Sure, this example above is technically a "domain specific language", but it's not adding any value over just having a well-documented domain model and API. It's mashing together all sorts of different concepts and massively violating the principle of cohesion. Every time we need to add a new feature, we need to start screwing around with the DSL grammar instead of just adding a few lines of code. It's really making our lives harder, not easier. The "generic business process language" seems destined to grow and grow until it becomes a pale imitation of Turbo Pascal 1.0.
tl;dr version:
So, what makes a Domain-Specific Language a "WTF?" In my experience, it's:
Not being truly domain-specific. The design appears to employ a very liberal definition of either "domain", "specific", or both.
Targeting end-users rather than developers. It's very tempting to think of a DSL as a "front-end" API and many DSL tutorials even seem to hint at this being an appropriate use case. Maybe it is, but if so, I personally haven't witnessed it.

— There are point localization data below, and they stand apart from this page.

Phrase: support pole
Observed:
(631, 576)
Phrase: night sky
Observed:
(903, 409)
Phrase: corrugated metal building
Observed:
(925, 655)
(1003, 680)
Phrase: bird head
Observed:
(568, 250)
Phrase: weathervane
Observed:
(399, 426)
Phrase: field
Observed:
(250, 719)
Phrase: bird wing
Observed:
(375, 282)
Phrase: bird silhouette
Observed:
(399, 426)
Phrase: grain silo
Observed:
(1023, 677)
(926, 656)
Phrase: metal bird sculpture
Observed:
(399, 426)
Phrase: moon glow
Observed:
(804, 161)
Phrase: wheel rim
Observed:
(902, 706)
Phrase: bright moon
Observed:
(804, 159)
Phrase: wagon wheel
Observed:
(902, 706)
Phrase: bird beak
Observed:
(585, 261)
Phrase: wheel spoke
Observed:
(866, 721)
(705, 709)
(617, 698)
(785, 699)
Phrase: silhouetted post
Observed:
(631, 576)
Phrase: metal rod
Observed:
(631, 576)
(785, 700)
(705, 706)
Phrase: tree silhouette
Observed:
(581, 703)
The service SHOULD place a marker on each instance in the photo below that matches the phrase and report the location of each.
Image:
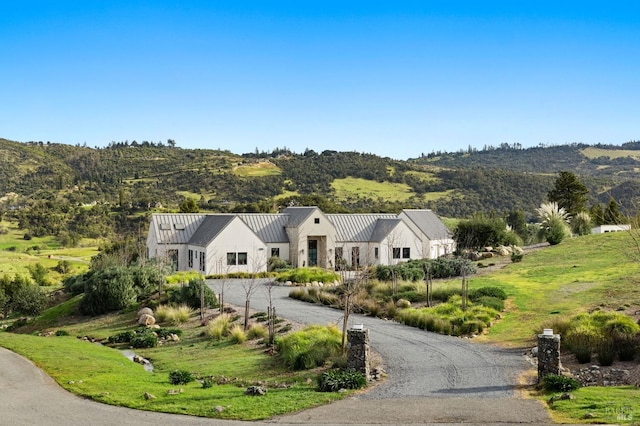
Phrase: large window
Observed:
(355, 257)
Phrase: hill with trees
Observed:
(78, 191)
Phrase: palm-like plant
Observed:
(554, 222)
(581, 223)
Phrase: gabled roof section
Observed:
(210, 227)
(383, 228)
(175, 228)
(297, 215)
(270, 228)
(429, 223)
(356, 227)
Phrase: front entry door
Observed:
(313, 252)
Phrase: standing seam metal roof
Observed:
(356, 227)
(210, 227)
(172, 235)
(269, 227)
(429, 223)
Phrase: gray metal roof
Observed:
(356, 227)
(175, 228)
(210, 227)
(269, 227)
(429, 223)
(383, 228)
(297, 215)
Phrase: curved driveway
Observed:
(432, 379)
(472, 382)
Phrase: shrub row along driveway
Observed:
(446, 378)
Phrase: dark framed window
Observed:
(396, 252)
(355, 257)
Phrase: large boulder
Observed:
(146, 319)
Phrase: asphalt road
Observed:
(432, 379)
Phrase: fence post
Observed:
(548, 354)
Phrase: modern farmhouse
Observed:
(304, 236)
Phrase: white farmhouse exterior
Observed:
(304, 236)
(603, 229)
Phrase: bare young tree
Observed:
(353, 281)
(257, 262)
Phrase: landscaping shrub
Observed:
(163, 333)
(307, 275)
(122, 337)
(444, 294)
(559, 383)
(491, 302)
(334, 380)
(414, 270)
(180, 377)
(190, 295)
(218, 327)
(496, 292)
(108, 290)
(606, 352)
(144, 338)
(237, 334)
(310, 347)
(256, 331)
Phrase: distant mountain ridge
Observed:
(142, 176)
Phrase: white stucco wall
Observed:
(236, 237)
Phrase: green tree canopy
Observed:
(569, 193)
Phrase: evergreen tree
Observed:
(611, 215)
(569, 193)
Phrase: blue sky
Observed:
(392, 78)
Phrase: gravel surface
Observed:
(431, 378)
(418, 363)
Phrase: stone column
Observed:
(358, 351)
(548, 354)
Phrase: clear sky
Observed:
(394, 78)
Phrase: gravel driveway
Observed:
(457, 372)
(432, 379)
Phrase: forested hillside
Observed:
(74, 191)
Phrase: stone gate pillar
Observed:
(358, 357)
(548, 354)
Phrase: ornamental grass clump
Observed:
(310, 347)
(218, 327)
(237, 334)
(334, 380)
(257, 331)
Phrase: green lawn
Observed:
(16, 253)
(104, 374)
(577, 275)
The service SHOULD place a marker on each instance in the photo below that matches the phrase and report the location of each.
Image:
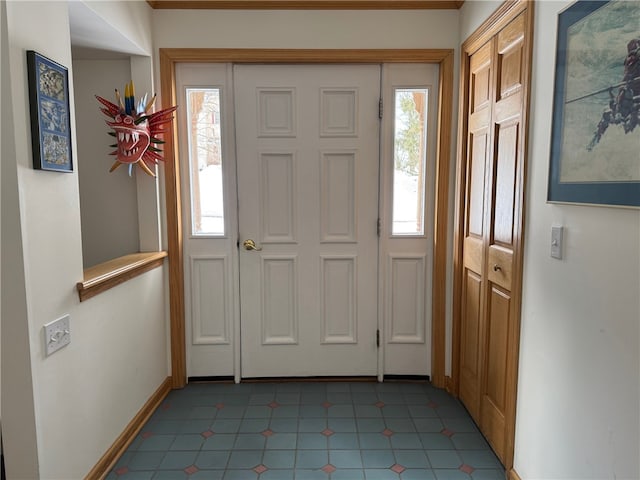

Defining an abstract process. DSLs only really work for process definitions when the potential conditions and actions are part of a rigidly-defined superset. Most business processes are not like this at all; they are full of highly complex conditional and/or sequential logic. They reflect the fickle, impulsive thoughts and behaviour of humans, not the concrete specifications of a computer system.
Adding programming idioms. If you find yourself even thinking about concepts like loops, subroutines, inheritance, that sort of thing, it's time to take a step back and ask what the DSL is really accomplishing.
Wow, that was a lot of writing. Congratulations to anyone who got this far!
In essence? Nothing. (I've understood you as "what's the difference between a bad language and a bad library/API" rather than "what's the difference between a bad language/library/API and a good language/library/API.)
A decently-large enough library engenders using it like a dialect of the language, especially in certain languages (consider MFC, Qt, GTK, ...).
A library below that size threshold either isn't used often or by enough people for someone to get around to labeling it, or it's just silly to describe as an API, even when that term is technically true. (Imagine a library with exactly one function, or no functions and just serves as a collection of useful types like <stdint.h>.)
The only distinction you can draw is a library/API which doesn't try to break the language won't be called a "private language" or "DSL". For example Qt requires (does it still? it used to do so very strongly) a special preprocessor to add its additions to C++, and it exceeds "dialect" status at that point. MFC also walked that same line using macros.
I think it has to do with the principle of least surprise. Well designed DSLs and APIs do exactly what you expect them too (or do so a large percentage of the time). If you are using a good API (and you are clever and experienced) you will find yourself saying, "It should have a built-in way of doing such and such" and lo and behold, the API developer was thinking the same thing. Terrible APIs / private languages have unexpected or inconsistent behavior and make easy things difficult.